Acabei de ter uma ideia para o novo vídeo e enviei-lhe um email para ele me dizer o que acha. Provavelmente vai achar ridícula...vamos aguardar. No vídeo da “Chloe's Hair”, a maior parte das ideias partiu dele, especialmente a nível visual. A ideia de misturar o mundo do Weatherman com a personagem Chloe, se não estou em erro, partiu de mim... Tudo indica que o segundo single será “Follow You Everywhere”...

Recordo a intro no vídeo de ”If You Only Have One Wish” do teu 1º álbum, em que recordam o guru do LSD Timothy Leary. Há sem dúvida muito psicadelismo na tua música. Se não quiseres contar não contes, mas qual foi a tua experiência mais psicadélica até hoje?

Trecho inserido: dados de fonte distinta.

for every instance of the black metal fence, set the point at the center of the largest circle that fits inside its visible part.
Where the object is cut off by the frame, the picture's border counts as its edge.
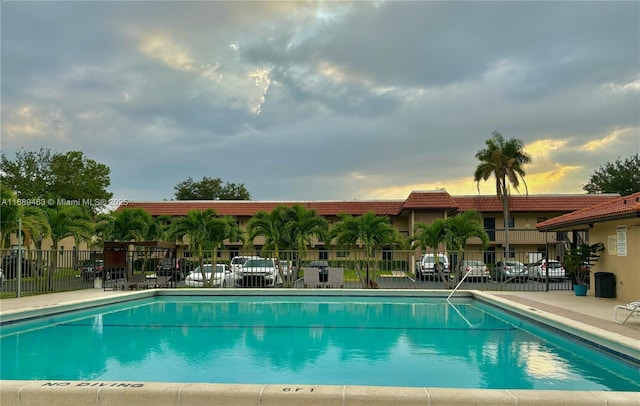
(55, 271)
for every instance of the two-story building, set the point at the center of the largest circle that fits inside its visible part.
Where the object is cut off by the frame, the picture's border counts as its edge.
(418, 207)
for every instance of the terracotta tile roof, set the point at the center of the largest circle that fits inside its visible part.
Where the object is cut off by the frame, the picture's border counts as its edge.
(619, 208)
(249, 208)
(431, 199)
(417, 200)
(538, 203)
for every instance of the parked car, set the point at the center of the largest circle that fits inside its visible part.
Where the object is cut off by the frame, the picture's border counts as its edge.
(505, 270)
(177, 268)
(92, 269)
(539, 270)
(474, 269)
(222, 278)
(286, 266)
(323, 269)
(426, 266)
(258, 272)
(238, 262)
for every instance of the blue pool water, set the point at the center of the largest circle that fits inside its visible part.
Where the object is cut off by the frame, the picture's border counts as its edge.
(382, 341)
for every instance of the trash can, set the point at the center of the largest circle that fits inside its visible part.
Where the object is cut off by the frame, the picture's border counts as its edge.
(605, 284)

Hmm... nunca me droguei a sério, mas uma vez vi uma multidão de pinguins a assistir a um concerto rock, depois de ter bebido uma garrafa de batido de côco.

Imagina Ray Davies, Brian Wilson, Paul McCartney, Roger Daltrey, Bob Dylan e Alex Chilton cá na terra. Depois Syd Barrett e Elliott Smith lá no céu/inferno. Todos tinham tinham ouvido Jamboree (...) e gostado muito. Com quem te sentirias mais lisonjeado, se é que te sentirias?

Bem, elogios venham de quem vier, são sempre bem recebidos. Tirando o Bob Dylan e o Alex Chilton, que não conheço, se qualquer um dos outros dissesse bem do meu disco, talvez eu ficasse em estado de choque, mas acabaria por aceitar naturalmente... sei que o disco é comparável a pelo menos algumas coisas que essa gente toda fez em algum momento das suas carreiras.

Para concluir, como Weatherman, como prevês o tempo na música portuguesa? Um tempo de sol, ou pelo contrário, nublado, chuvoso? Há alguns projectos portugueses tão luminosos como o teu, com os quais te identifiques?

Não arrisco palpites... mas que há por aí muita música boa, isso há.